America's fucked up pundit culture in a paragraph

A thoughtful post on Deadspin about Nate Silver and the conservatives who must not accept statistical analysis ... they do not like:
In fact, we’ve reached the point in our screwed-up political media culture where the polling companies and forecasters—not the pundits, not the spokespeople, and certainly not the candidates—are the only people being evaluated rigorously on the substance of their arguments. If Nate Silver and Sam Wang screw up, their popularity will suffer as a result, and they’ll have to reconsider their models. Meanwhile, if Brooks, Jordan, Scarborough, Rubin, or Byers make another poor argument, they’ll continue to collect their paychecks as if nothing had happened.

4 comments:

pansypoo said...

if history can be rewritten, so can statistics.

gratuitous said...

And just wait: Come Nov. 7, as the highly-paid teevee people come on to report on election results, watch and see just how friggin' condescending they can be to those foolish people who thought the election was too close to call.

Why, they knew *all along* that Obama was going to blow Romney out of the water, even though the popular vote totals were kind of close.

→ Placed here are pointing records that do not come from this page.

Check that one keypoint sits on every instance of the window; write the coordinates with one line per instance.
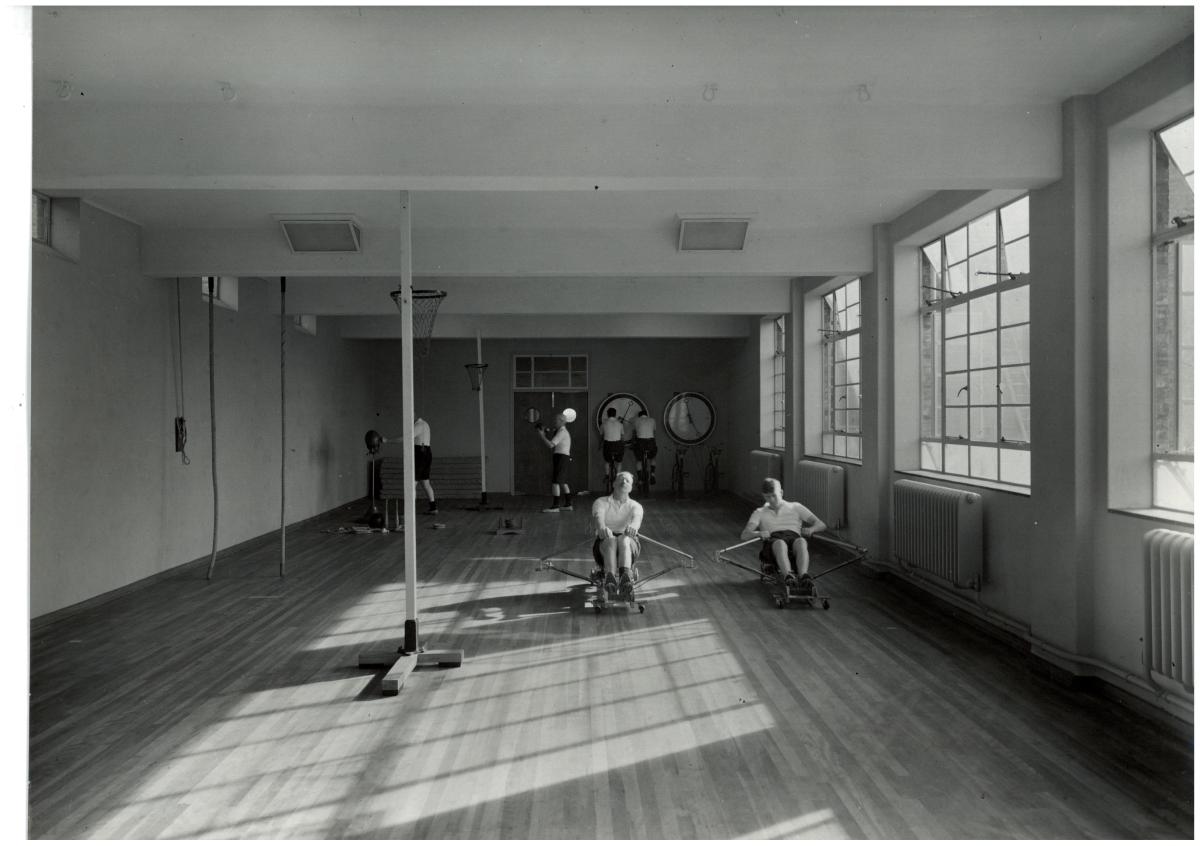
(544, 372)
(41, 219)
(779, 384)
(1173, 348)
(975, 348)
(841, 373)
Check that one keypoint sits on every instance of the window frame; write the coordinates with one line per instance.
(1002, 460)
(831, 336)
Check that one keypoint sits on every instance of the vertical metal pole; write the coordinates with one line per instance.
(283, 425)
(483, 450)
(412, 642)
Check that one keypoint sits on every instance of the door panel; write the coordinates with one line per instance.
(531, 459)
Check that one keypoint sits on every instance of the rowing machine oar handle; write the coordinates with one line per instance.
(658, 543)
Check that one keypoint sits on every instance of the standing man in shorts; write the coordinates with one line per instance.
(645, 447)
(612, 441)
(784, 528)
(561, 449)
(423, 456)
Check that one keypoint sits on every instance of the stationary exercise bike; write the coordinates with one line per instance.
(600, 601)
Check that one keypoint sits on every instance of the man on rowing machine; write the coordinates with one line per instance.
(617, 520)
(784, 528)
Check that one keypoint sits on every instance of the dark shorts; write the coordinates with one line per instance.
(562, 468)
(636, 550)
(767, 556)
(424, 461)
(645, 448)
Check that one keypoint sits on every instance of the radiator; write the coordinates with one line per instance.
(821, 487)
(1168, 557)
(762, 465)
(939, 531)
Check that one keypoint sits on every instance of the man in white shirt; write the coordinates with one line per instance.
(561, 449)
(617, 520)
(784, 528)
(645, 447)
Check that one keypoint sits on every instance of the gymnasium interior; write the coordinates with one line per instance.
(930, 268)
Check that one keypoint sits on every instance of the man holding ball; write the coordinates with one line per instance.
(561, 447)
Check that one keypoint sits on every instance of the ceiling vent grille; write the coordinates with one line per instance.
(713, 234)
(322, 234)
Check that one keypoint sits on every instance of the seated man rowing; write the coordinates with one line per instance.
(617, 520)
(784, 527)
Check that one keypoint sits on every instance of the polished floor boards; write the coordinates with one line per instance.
(235, 708)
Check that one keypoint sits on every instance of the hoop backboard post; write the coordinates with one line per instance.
(406, 660)
(475, 373)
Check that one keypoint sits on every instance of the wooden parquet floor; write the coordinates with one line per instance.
(235, 708)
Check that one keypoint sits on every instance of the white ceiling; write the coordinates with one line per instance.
(557, 143)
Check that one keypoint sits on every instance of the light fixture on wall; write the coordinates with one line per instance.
(708, 233)
(322, 233)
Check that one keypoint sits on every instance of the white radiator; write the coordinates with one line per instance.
(762, 465)
(1168, 557)
(821, 487)
(940, 532)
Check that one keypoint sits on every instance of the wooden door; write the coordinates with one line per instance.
(531, 457)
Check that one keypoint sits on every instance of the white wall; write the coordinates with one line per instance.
(111, 499)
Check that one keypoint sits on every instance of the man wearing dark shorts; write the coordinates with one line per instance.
(423, 460)
(561, 449)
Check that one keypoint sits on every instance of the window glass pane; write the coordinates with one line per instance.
(1014, 219)
(957, 354)
(1014, 385)
(852, 318)
(1014, 467)
(957, 424)
(1174, 485)
(983, 312)
(983, 424)
(983, 388)
(982, 269)
(983, 349)
(982, 232)
(957, 389)
(955, 280)
(1014, 345)
(1015, 258)
(984, 462)
(958, 460)
(955, 321)
(931, 456)
(1014, 306)
(1014, 424)
(957, 246)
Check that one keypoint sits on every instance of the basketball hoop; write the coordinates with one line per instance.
(475, 373)
(425, 311)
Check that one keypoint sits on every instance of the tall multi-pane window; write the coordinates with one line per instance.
(841, 372)
(1171, 313)
(779, 384)
(975, 348)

Be prepared for earnest instruction on this thing called the Electoral College, which was only just now discovered, and how it makes popular vote totals kind of irrelevant. Romney can win Utah by five votes or five skabillion votes, he still only gets five electoral votes for winning that state.

Anonymous said...

Don't think of right wing pundits of prognosticators of truth who should be measured by the accuracy of their predications and observations.

They are like tribal storytellers for a powerful tribe that worships ignorance and violence. They are highly paid to tell stories to pacify the livestock of the tribe (the low-income dumb religion-addled rube trash who keep voting for their own economic rogering) and to flatter their paymasters.

Firing them for making inaccurate predictions would be like firing a fiction writer for writing stories that aren't true.

Jennifer said...

if history can be rewritten, so can statistics.